The article "Modeling Sediment and Water Column Interactions for Hydrophobic Pollutants" (Water Research [1984]: \(1169-1174\) ) suggests the uniform distribution on the interval from 7.5 to 20 as a model for \(x=\) depth (in centimeters) of the bioturbation layer in sediment for a certain region. a. Draw the density curve for \(x\). b. What is the height of the density curve? c. What is the probability that \(x\) is at most \(12 ?\) d. What is the probability that \(x\) is between 10 and 15 ? Between 12 and 17 ? Why are these two probabilities equal?

Short answer

The density curve is a rectangle from 7.5 to 20 on the x-axis with a height of 0.08. The probability that \(x\) is at most 12 is 0.36. The probability that \(x\) is between 10 and 15, and between 12 and 17 are both 0.4. The probabilities are equal because each interval has the same width and uniform distribution assigns equal probability to equal widths.

Step-by-step solution

Drawing the Density Curve

The density curve for \(x\) would be a rectangle from 7.5 to 20 on the x-axis. In a uniform distribution, all outcomes are equally likely, thus the density curve would be a horizontal line (constant probability) in this interval.

Calculate Height of Density Curve

The height of the uniform density curve is given by \(1/(b-a)\) where \(a\) and \(b\) are the endpoints of the interval. Here, \(a = 7.5\) and \(b = 20\). Substituting these values gives us a height of \(1/(20 - 7.5) = 0.08.\)
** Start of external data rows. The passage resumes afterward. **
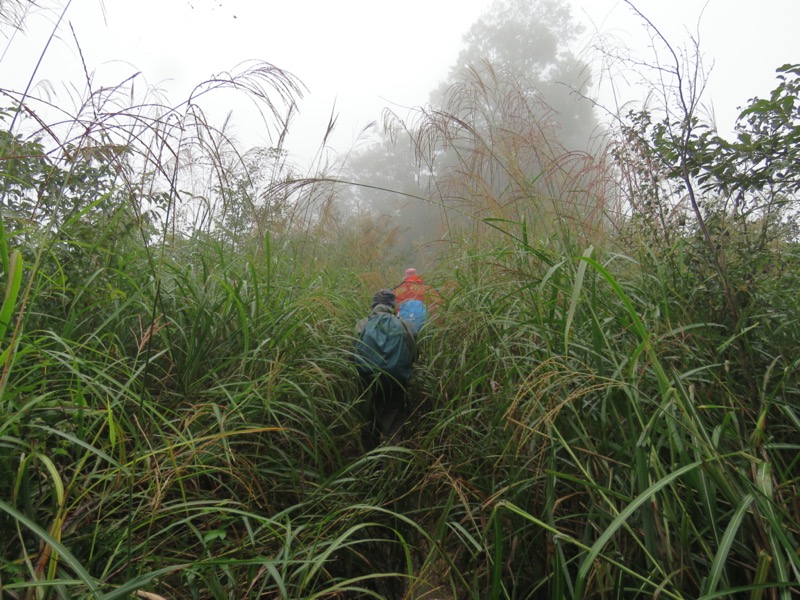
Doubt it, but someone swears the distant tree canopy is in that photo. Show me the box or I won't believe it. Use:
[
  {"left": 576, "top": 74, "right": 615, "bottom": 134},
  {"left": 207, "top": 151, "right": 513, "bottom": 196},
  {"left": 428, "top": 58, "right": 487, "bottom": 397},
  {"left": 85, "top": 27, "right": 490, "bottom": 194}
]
[{"left": 340, "top": 0, "right": 597, "bottom": 260}]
Calculate Probability of \(x\) being at most 12

The probability that \(x\) is at most 12 (i.e., \(P(X \leq 12)\)) is calculated by finding the area under the density curve up to 12 on the x-axis. The area of this 'rectangle' is simply the height of the curve (in this case 0.08) times the width of the rectangle (which goes from 7.5 to 12). The width is thus \(12 - 7.5 = 4.5\). Thus, the required probability is \(0.08 * 4.5 = 0.36\).

Calculate Probability of \(x\) being between 10 and 15, and between 12 and 17

The probability that \(x\) lies between 10 and 15, and between 12 and 17 are both calculated in the same way as in step 3. The width of both intervals is 5 (15 - 10 = 5 and 17 - 12 = 5). Thus, the probabilities are both \(0.08 * 5 = 0.4\). They are equal because each interval has the same width (5 units) and the height of the density function is constant.